That’s a profound point. I’ve strongly suspected it was so, but didn’t have the numbers.

This also explodes the idea that there’s no real difference between the Democrats and the Republicans. That’s what Enthusiasm was writing about in that earlier essay. There is a difference. It is durable and consistent. Republicans make a lot of distracting noise about social issues that command the attention of many middle-class and working-class families; but when they turn from talking to acting, they cater to a small number of very rich people. Odds are, none of them are you.

Comments on Slicing and dicing the Senate:
#1 ::: Ailsa Ek ::: (view all by) ::: August 29, 2006, 01:09 PM:

I am not at all surprised to see Sununu at the very bottom of the list. Hmm, one plus if we move to NH - I get to vote against him.

#2 ::: Greg London ::: (view all by) ::: August 29, 2006, 01:20 PM:

I must be dense. I had to read the post, look at the link with the graphs, read the post, look at the graphs again, read the post, and look at the graphs one more time before I finally got it. At least, I think I got it.

If I in fact did get it, it's pretty wild.'

Now I want them to go back through time and do it for the entire history of the US senate so I can see the markers shift over time, or if they shift.

#3 ::: Skwid ::: (view all by) ::: August 29, 2006, 01:29 PM:

If ever there were a series of charts that would benefit from some hypertextual markup, this is them.

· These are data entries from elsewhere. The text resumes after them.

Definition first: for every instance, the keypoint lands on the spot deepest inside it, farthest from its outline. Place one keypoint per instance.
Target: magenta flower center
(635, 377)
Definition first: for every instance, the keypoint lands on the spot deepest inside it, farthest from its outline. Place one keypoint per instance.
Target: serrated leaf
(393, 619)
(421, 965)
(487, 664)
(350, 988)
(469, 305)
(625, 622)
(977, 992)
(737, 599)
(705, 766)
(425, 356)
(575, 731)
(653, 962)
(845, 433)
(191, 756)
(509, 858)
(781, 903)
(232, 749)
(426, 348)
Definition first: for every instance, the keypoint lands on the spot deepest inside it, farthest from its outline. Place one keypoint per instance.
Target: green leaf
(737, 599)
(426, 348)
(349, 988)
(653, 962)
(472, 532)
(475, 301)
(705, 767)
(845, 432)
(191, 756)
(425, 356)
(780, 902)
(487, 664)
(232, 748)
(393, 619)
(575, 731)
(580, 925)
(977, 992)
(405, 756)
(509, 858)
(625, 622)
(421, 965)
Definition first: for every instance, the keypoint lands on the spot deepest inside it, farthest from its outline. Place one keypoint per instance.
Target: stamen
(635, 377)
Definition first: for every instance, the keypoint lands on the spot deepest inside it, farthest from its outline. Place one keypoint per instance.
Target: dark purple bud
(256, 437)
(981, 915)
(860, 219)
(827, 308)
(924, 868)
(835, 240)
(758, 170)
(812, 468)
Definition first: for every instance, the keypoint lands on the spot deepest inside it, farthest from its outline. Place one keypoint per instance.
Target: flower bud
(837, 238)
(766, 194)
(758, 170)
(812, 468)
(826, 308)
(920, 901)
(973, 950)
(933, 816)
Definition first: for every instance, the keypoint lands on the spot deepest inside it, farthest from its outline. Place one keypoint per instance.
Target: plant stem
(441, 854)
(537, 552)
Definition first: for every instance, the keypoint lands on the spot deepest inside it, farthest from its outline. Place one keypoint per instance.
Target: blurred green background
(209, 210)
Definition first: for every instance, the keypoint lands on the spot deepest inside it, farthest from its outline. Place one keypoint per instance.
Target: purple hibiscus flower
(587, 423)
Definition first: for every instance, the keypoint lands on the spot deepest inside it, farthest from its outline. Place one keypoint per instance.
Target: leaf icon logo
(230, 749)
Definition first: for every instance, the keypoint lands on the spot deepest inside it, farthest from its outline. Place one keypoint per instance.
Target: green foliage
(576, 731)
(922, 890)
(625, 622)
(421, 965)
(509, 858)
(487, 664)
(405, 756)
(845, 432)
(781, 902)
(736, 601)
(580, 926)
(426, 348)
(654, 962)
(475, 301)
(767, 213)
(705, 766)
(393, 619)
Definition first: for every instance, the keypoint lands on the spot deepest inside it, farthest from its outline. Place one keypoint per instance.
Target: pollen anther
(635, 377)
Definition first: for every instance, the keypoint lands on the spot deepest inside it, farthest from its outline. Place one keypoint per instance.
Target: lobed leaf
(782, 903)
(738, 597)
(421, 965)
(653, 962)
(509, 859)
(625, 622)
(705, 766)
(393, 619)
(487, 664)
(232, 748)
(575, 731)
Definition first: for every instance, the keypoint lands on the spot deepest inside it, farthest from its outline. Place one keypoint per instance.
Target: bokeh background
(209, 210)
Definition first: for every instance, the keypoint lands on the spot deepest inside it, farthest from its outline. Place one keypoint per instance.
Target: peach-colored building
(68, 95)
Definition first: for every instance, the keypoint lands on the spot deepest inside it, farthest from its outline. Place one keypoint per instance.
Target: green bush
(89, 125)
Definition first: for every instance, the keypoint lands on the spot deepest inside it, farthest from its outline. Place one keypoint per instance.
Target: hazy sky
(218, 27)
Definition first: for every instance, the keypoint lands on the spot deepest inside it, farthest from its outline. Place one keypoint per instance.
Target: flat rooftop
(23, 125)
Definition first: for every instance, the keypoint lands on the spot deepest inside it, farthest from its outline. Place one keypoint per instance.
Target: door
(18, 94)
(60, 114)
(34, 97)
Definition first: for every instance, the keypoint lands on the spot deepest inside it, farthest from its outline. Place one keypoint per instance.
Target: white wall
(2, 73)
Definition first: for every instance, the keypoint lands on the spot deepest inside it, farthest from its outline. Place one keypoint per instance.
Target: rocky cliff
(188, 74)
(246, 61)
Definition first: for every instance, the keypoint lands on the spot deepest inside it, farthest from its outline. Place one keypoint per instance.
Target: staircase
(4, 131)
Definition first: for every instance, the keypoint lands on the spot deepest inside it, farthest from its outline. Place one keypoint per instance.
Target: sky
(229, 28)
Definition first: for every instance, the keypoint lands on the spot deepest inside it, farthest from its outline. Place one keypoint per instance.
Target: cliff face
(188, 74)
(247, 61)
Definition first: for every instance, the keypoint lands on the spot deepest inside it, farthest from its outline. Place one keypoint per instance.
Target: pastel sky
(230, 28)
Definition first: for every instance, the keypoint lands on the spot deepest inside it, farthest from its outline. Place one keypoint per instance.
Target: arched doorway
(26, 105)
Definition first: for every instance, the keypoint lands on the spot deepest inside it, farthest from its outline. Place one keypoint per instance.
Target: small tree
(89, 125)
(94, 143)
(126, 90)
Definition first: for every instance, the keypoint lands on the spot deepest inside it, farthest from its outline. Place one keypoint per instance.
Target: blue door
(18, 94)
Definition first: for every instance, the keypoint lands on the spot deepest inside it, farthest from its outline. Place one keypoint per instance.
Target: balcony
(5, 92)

#4 ::: P J Evans ::: (view all by) ::: August 29, 2006, 01:45 PM:

I followed the linky from the blog post, and it looks like they have done it for some of the earlier Congresses (Congressi?). The farther back in time you go, the more difficult it may get, so I'm not expecting lots of backward analysis on this one.

It would be nice if it had more title to each vote than just 'roll call number n'.

#5 ::: Bill Higgins-- Beam Jockey ::: (view all by) ::: August 29, 2006, 02:19 PM:

The thought arises that my representatives could be replaced, at least for the purposes of voting, by a box following a simple algorithm.

I don't like that thought.

#6 ::: Todd Larason ::: (view all by) ::: August 29, 2006, 02:25 PM:

#2: There's _lots_ of data and charts at voteview.com, including lots of historical data. I don't have a single page to point you to which fits what you want (which may just mean I haven't found it yet), but the discussion of Strom Thurmond's career has some nice latter-20th-C charts:
http://voteview.com/Thurmond_Lott_Frist.htm

#7 ::: Dave Bell ::: (view all by) ::: August 29, 2006, 02:38 PM:

The UK system has much stronger parties, much more voting on party instruction, so this wouldn't work well.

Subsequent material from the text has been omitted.